Attal et Belloubet veulent passer en force

Enseignants et parents contre le « choc des savoirs », pour les moyens, pour les postes. Cette semaine, cela fait un mois que les profs du 93 sont mobilisés, en grève pour exiger les moyens nécessaires.

Rassemblement des personnels du collège Boris-Vian de Saint-Priest en grève le 22 mars devant l’inspection académique du Rhône.
Par Rosalie Albani
Publié le 30 mars 2024
Temps de lecture : 2 minutes

Ils ont chiffré à 5 000 le nombre de profs nécessaires dans le 93 pour faire leur travail correctement mais aussi 2 200 AESH et AED, 175 CPE. Ils exigent le retrait du choc des savoirs que la ministre Belloubet veut imposer à la rentrée prochaine. En effet, les décrets sont parus le 17 mars.

Nouveau coup de force d’un gouvernement isolé comme jamais. Les groupes de niveau, rebaptisés aujourd’hui « groupes de besoin » poursuivent en réalité deux objectifs.

Déjà, réduire drastiquement les moyens attribués à l’éducation nationale. Les 700 millions d’euros en moins à l’Éducation nationale annoncés en déclinaison des 10 milliards d’économie, viennent d’être entérinés.

Mais il s’agit aussi d’un véritable basculement du point de vue du fonctionnement de l’école publique.

Il s’agit d’imposer une école de la ségrégation sociale et du séparatisme social.

Parmi les mesures qui s’appliqueraient à la rentrée 2024, il y a la suivante : les élèves qui n’auront pas eu le brevet des collèges ne pourront pas entrer au lycée.
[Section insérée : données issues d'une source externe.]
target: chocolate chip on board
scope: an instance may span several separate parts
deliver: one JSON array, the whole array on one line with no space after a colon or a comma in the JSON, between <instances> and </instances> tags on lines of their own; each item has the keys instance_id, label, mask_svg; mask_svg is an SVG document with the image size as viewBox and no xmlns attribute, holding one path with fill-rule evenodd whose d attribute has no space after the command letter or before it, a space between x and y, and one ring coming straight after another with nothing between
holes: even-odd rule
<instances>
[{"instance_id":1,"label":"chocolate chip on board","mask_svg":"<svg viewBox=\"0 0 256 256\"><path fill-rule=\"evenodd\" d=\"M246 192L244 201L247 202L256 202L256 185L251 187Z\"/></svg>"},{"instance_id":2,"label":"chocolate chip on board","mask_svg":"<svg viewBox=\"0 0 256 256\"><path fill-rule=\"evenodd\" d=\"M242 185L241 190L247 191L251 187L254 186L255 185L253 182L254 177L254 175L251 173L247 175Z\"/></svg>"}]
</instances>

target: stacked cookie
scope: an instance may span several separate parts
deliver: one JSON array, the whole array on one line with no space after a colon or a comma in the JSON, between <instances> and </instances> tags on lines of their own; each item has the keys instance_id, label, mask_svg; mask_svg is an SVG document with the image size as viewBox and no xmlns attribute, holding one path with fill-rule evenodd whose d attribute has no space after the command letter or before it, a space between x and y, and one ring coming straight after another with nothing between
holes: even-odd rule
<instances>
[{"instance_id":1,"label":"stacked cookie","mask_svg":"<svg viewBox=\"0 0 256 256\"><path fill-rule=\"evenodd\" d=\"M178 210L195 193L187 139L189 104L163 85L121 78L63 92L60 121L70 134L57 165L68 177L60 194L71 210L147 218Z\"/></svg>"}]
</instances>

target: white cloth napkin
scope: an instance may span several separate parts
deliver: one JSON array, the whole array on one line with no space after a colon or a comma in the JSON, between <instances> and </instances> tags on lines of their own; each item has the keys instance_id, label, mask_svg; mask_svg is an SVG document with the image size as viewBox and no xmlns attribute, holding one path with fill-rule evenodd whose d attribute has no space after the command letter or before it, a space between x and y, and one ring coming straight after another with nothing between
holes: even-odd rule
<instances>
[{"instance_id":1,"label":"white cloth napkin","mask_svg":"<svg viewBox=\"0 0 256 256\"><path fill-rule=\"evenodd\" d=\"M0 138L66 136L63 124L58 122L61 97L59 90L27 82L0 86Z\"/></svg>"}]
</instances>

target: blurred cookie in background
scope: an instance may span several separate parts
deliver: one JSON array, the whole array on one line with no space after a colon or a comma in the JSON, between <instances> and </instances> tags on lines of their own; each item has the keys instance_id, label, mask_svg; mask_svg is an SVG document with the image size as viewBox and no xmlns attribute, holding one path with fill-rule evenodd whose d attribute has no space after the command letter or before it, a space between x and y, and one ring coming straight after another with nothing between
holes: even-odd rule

Ils seront contraints de faire une année de « prépa seconde » pour espérer pouvoir entrer au lycée.

En tout cas, pour ceux qui pourront y entrer puisqu’il n’y en aura pas dans tous les lycées ! Les élèves qui choisiraient de s’orienter vers l’apprentissage seront exemptés de cette prépa seconde.

Il s’agit donc d’orienter le plus possible d’élèves vers l’apprentissage, vers des emplois payés par les subventions publiques qui ne coûtent pas 1 euro au patron et donc de vider l’école et les lycées publics de dizaines et de dizaines de milliers de jeunes.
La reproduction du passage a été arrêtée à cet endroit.